Do you remember where you were 10 years ago when you heard about Hurricane Katrina in New Orleans? I do, and I remember the emotions that went through my mind as I called my parents in Atlanta to find out if they had heard from my family members. It was devastating to know that many of my family in Baton Rouge had no power, no phones, and heavy, damaging winds and rain. But they were lucky. All of them were fine.
As I watched the news, I cried. I knew that my next trip in the spring to Louisiana would be very different. I didn't know what to expect, especially after seeing images like this on the news.
When I did return in April, there were still cars stacked, yes, stacked under I-10 interchanges. There was trash all down I-10. Many restaurants on Bourbon Street were closed or on restricted hours. It was quiet, calm, yet surreal. Nothing would ever be the same.
I just can't imagine what it would have been like to be there 10 years ago. But Julie T. Lamana puts us all there as she tells Armani Curtis's story in Upside Down in the Middle of Nowhere.
The storm come and takes out power, as well as trees. Just as things seem to be all right, the flood waters come. And Armani's story changes her life. She ends up having to take care of her siblings and find shelter. Through her courage, she takes care of her family and finds people who can help her.
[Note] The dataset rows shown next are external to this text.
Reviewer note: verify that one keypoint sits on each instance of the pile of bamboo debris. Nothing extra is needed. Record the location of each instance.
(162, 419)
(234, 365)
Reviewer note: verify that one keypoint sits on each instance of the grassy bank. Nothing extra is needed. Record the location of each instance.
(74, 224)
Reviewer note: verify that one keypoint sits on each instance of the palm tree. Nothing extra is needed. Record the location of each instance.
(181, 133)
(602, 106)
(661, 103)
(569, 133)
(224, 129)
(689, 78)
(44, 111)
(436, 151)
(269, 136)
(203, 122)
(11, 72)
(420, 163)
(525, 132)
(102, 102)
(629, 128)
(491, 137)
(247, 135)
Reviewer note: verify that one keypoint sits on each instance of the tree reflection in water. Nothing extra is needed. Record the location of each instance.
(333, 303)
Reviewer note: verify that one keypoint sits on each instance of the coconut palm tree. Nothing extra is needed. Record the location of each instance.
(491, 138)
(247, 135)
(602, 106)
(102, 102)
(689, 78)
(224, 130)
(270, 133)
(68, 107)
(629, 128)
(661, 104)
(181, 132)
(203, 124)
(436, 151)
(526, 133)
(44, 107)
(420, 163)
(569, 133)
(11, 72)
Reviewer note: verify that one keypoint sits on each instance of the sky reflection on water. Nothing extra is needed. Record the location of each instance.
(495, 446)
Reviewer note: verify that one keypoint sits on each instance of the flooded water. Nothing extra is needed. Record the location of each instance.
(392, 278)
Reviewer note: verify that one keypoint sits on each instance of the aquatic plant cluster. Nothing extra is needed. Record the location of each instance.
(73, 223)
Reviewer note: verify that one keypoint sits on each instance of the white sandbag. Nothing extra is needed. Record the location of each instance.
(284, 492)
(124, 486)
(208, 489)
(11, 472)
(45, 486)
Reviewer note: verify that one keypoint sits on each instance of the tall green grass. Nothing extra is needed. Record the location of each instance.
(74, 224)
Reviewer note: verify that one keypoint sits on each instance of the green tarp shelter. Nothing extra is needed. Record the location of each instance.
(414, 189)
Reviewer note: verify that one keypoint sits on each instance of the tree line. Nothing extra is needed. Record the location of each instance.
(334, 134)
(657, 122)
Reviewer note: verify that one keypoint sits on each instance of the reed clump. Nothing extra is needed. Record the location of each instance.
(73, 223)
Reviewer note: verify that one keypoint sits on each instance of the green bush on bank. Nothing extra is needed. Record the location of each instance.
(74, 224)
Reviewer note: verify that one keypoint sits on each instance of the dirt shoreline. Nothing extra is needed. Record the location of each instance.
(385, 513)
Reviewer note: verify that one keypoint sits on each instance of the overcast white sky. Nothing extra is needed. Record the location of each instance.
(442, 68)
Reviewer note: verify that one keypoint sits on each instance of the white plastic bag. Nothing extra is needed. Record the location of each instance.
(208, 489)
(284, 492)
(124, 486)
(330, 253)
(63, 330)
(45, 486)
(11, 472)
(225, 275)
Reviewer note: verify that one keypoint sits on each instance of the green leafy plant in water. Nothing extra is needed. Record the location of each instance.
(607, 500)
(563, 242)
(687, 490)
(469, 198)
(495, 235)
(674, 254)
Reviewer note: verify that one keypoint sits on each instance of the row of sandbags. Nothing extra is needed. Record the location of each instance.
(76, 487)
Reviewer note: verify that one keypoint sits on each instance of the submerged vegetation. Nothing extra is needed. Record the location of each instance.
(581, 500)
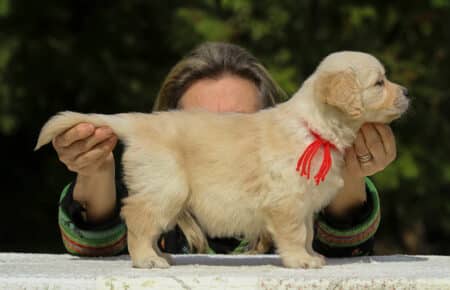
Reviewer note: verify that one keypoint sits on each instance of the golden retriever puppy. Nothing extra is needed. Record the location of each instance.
(245, 175)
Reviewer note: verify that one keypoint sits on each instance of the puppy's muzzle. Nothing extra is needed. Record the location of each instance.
(402, 101)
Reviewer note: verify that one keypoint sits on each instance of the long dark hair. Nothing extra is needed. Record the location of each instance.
(211, 60)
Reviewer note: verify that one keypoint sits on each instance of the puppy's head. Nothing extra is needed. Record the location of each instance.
(355, 84)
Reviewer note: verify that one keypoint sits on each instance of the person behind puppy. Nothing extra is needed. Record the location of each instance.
(217, 77)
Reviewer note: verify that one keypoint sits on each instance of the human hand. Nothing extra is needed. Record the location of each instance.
(374, 149)
(85, 149)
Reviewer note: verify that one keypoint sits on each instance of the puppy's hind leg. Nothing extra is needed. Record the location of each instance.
(152, 211)
(288, 225)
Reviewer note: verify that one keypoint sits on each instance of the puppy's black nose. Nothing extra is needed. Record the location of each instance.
(405, 91)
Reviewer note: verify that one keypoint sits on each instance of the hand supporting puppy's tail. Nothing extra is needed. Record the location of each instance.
(119, 123)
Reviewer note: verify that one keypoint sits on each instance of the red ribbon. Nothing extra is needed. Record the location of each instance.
(305, 160)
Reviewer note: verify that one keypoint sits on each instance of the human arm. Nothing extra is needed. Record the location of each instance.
(347, 226)
(87, 151)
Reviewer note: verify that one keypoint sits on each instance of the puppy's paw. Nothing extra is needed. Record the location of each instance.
(306, 262)
(151, 262)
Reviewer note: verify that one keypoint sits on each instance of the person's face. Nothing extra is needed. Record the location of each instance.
(228, 93)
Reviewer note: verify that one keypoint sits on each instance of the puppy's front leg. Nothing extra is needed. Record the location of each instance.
(309, 221)
(289, 228)
(143, 234)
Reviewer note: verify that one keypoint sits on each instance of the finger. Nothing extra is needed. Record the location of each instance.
(388, 139)
(373, 142)
(74, 134)
(80, 147)
(351, 161)
(360, 145)
(96, 155)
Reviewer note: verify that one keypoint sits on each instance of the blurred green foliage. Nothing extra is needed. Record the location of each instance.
(111, 56)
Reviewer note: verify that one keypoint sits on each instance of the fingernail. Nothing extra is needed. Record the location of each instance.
(107, 130)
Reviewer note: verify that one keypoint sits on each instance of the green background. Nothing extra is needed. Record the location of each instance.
(111, 56)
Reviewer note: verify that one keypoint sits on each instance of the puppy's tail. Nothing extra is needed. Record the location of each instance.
(119, 123)
(194, 235)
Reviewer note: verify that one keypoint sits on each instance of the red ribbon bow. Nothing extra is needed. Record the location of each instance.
(305, 160)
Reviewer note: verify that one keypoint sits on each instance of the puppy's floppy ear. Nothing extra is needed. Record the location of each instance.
(340, 89)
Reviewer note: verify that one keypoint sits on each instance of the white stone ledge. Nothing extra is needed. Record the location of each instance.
(40, 271)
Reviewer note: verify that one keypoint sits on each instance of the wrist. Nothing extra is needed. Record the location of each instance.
(352, 195)
(97, 193)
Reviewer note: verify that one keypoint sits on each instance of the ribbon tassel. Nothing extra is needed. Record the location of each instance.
(304, 162)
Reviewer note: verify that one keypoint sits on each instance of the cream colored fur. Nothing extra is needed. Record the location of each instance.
(235, 173)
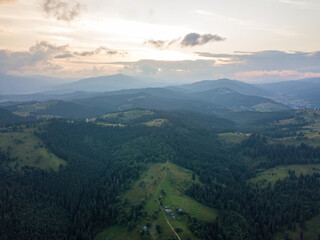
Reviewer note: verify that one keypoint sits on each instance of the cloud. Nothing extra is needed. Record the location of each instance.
(48, 58)
(248, 66)
(100, 50)
(39, 56)
(190, 40)
(194, 39)
(161, 44)
(156, 43)
(64, 11)
(65, 55)
(8, 1)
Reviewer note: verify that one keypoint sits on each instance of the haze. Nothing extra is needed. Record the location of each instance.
(253, 41)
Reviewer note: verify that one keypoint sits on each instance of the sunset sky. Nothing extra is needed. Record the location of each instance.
(250, 40)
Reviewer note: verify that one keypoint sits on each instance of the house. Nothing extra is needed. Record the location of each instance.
(168, 211)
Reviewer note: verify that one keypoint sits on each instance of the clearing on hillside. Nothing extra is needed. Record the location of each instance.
(161, 189)
(26, 149)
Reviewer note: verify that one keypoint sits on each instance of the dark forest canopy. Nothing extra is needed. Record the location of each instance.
(82, 198)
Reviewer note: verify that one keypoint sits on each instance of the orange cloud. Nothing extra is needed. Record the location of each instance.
(8, 1)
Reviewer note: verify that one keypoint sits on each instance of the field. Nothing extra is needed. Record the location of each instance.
(281, 172)
(308, 132)
(165, 182)
(232, 137)
(28, 150)
(25, 110)
(126, 116)
(156, 123)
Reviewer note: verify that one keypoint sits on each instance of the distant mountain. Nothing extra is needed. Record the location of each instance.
(8, 117)
(234, 85)
(56, 109)
(289, 87)
(22, 85)
(304, 93)
(236, 101)
(109, 83)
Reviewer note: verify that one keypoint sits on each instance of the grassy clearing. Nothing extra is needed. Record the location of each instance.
(156, 123)
(109, 124)
(232, 137)
(28, 150)
(281, 172)
(170, 181)
(310, 232)
(128, 115)
(35, 107)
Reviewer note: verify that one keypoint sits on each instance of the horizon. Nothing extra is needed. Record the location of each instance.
(82, 39)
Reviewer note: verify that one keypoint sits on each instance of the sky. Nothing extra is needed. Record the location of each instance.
(249, 40)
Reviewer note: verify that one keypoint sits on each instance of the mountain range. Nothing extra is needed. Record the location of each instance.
(92, 97)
I cried, and so did my son. His teacher last year knew I was from Louisiana and moved him into the reading group to read this book. We read it together every night, each with our own copy. We talked about it. We looked at pictures. I remembered it for him since he was only a year old when Katrina hit. He cried when Armani's life began to turn upside down, and I cried with him.
For a child, this book is amazing to show how the children of Katrina lived and survived.
10 years ago tomorrow, the residents of New Orleans' lives changed forever. I'll never forget my own feelings as I thought about my family and friends.